Si ce n’était pas suffisant, Diwan Azzakat a apporté également sa pierre à l’édifice, notamment en rappelant en filigrane combien le gouvernement est soucieux des plus démunis, en distribuant mercredi 16 février près de « 200 millions de nos francs à près de 2000 familles bénéficiaires de la zakat, 1500 résident dans la capitale alors que pour les cinq régions, 100 familles nécessiteuses ont été inscrites parmi les bénéficiaires pour chaque région » [2].

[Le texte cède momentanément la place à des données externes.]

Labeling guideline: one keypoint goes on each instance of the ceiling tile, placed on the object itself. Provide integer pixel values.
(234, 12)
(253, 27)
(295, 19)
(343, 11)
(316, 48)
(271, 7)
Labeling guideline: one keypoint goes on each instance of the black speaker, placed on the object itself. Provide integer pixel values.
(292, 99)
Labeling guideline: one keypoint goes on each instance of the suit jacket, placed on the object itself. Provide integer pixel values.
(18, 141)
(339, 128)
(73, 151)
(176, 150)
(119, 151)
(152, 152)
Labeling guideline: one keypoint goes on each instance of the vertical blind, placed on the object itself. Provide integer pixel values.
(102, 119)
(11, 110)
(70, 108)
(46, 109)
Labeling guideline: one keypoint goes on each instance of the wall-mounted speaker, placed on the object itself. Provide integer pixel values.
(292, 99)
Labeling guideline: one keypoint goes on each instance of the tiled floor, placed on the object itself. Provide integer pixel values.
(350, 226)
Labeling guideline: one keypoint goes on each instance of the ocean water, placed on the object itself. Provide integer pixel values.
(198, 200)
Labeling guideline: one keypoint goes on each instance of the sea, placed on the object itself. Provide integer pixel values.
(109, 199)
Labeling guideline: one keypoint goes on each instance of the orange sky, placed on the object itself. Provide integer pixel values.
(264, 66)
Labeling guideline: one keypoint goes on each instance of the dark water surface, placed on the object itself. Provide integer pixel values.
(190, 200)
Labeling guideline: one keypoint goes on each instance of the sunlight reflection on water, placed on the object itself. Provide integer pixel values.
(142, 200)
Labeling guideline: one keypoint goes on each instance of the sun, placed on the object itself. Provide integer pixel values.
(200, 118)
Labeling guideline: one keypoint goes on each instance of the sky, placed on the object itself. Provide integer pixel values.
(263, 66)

Enfin, il ne faut pas perdre de vue qu’il y a quand même eu des efforts engagés pour favoriser la décentralisation. Ce n’est sans doute pas suffisant. C’est la raison pour laquelle il faut remettre la décentralisation sur les rails, lui donner une nouvelle impulsion, et faire en sorte que le processus se poursuive, même si des insuffisances et défis sont encore latents. Il s’agira au lendemain du scrutin de poursuivre la réforme de la décentralisation. Et puis, si l’on se fie aux derniers évènements dans le Nord du pays, on ne peut pas nier que les attentes de la population pour ce nouvel essor soient très vives !
Mahdi A.
[1] Voir l’éditorial d’Ali Barkat Siradj dans La Nation du 19 février.
[2] Voir l’article de La Nation du 17 février 2013.